In his first Autumn Statement, Hammond said the government will make £1bn available to help the private sector introduce nationwide super-fast fibre optic broadband, and support the first 5G mobile networks, over the course of this parliament.
To support UK businesses in the transition to greater broadband connectivity, Hammond also stated that from April next year the government will provide full, 100 per cent business rate relief on new super-fast fibre optic broadband investment for five years.
“Our future transport, business and lifestyle needs will require world class digital infrastructure to underpin them,” Hammond said in his speech to a packed House of Commons on 23 November.
“My ambition is for the UK to become a world leader in 5G. That means a full-fibre network: a step-change in [broadband] speed, security and reliability.”
The promise to invest in digital infrastructure is one of a number of commitments the chancellor has made to “turbocharge” UK productivity, which Hammond claimed had been set back by uncertainty caused by this year’s Brexit referendum.
Overall, the chancellor said that the government would invest 0.8 per cent of GDP on economic infrastructure project this year, with the proportion increasing to between 1 per cent and 1.2 per cent a year after 2020.
Hammond added: “We must sustain this effort over the long-term if we are to make a lasting difference to the UK’s productivity performance.”
Small business decision makers have welcomed the government’s renewed commitment to digital.
Commenting on the announcement, chief economist and the EEF, the UK association of manufacturers, Lee Hopley, said: “It is encouraging to see government playing a far more active role in supporting the delivery of infrastructure in this commercial market.
“The government has seen the ‘light’ in backing a full fibre digital network right to the doors of businesses across the country.”
Digital providers have also welcomed news of further investment.
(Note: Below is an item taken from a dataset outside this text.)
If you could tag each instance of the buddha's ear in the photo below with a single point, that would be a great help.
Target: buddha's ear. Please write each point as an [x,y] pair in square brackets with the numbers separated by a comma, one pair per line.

European vice president at fibre optic solutions provider Brocade, Marcus Jewell, said: “Availability of full-fibre broadband 5G internet trials promised by the government is especially vital if the UK is going to maintain its position as a digital innovator.
“For too long huge swathes of the country have been stuck with poor connectivity, this announcement is a key next step for the UK’s digital infrastructure.”
Lee Hopley, chief economist at EEF, commented: “The government has seen the ‘light’ in backing a full fibre digital network right to the doors of businesses across the country. This will not only deliver on speeds but also resolve the issue of reliability, latency and resilience, while also future proofing a critical national infrastructure network.”